Vonis 15 Tahun Kasus Pencabulan Anak di Kukar Picu Kekecewaan Keluarga Korban

No comments
Foto: Sidang pembacaan putusan terdakwa kasus pencabulan terhadap anak di pondok pesantren Kukar, Rabu (25/2/2026) siang.

Kabarnews.co, TENGGARONG – Putusan majelis hakim Pengadilan Negeri Tenggarong yang menjatuhkan hukuman 15 tahun penjara kepada terdakwa MAB dalam kasus pencabulan anak di salah satu pondok pesantren di Kutai Kartanegara memicu kekecewaan dari pihak keluarga korban.

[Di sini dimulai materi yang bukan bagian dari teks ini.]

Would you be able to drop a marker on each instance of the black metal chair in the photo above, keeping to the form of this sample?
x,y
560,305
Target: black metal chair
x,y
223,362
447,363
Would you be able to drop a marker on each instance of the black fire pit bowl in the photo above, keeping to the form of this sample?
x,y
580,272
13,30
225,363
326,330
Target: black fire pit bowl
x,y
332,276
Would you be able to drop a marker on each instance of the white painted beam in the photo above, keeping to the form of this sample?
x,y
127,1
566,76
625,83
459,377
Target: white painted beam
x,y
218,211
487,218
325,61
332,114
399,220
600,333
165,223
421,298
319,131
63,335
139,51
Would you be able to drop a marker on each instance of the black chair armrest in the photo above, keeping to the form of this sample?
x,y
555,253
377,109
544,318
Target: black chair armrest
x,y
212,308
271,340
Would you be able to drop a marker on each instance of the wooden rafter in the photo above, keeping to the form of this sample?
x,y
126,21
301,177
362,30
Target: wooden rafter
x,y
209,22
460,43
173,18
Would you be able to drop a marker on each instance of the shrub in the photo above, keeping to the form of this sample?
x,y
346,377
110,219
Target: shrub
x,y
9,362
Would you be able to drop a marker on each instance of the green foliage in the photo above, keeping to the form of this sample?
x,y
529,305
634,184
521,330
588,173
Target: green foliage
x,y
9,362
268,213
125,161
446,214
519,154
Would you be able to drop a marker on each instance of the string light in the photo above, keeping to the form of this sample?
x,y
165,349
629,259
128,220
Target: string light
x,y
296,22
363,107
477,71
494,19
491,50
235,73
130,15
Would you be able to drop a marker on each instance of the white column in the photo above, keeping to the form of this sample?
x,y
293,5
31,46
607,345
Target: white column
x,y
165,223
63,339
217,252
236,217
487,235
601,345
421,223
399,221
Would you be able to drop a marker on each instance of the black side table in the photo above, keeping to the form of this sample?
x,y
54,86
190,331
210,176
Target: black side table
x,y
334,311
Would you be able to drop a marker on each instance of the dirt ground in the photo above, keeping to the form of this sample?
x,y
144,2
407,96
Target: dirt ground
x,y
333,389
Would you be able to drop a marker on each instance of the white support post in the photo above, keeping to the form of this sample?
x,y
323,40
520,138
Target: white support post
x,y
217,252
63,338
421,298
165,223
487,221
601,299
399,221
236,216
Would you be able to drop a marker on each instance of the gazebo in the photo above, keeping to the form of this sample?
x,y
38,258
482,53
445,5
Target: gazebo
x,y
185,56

Suasana haru dan emosi terlihat di ruang sidang sesaat setelah putusan dibacakan. Teriakan dan tangis dari keluarga korban mencerminkan rasa tidak puas atas hukuman yang dinilai belum sebanding dengan penderitaan yang dialami para korban.

Dalam amar putusannya, majelis hakim menyatakan terdakwa terbukti bersalah melakukan tindak pidana sebagai pendidik yang melakukan perbuatan cabul terhadap anak. Selain hukuman penjara, terdakwa juga diwajibkan membayar restitusi sekitar Rp331 juta kepada para korban.

Majelis hakim juga menegaskan bahwa apabila restitusi tidak dibayarkan dalam waktu 30 hari setelah putusan dibacakan, maka terdakwa akan dikenakan pidana pengganti berupa tambahan hukuman penjara selama enam bulan.

Kuasa hukum keluarga korban, Sudirman, menilai hukuman tersebut belum mencerminkan rasa keadilan bagi para korban. Ia menyebut dalam perkara ini terdapat tujuh korban dan peristiwa tersebut bukan kejadian tunggal.

Menurutnya, fakta-fakta yang terungkap dalam persidangan menunjukkan bahwa peristiwa tersebut telah terjadi dalam kurun waktu beberapa tahun, sehingga keluarga korban berharap hukuman yang dijatuhkan dapat lebih berat.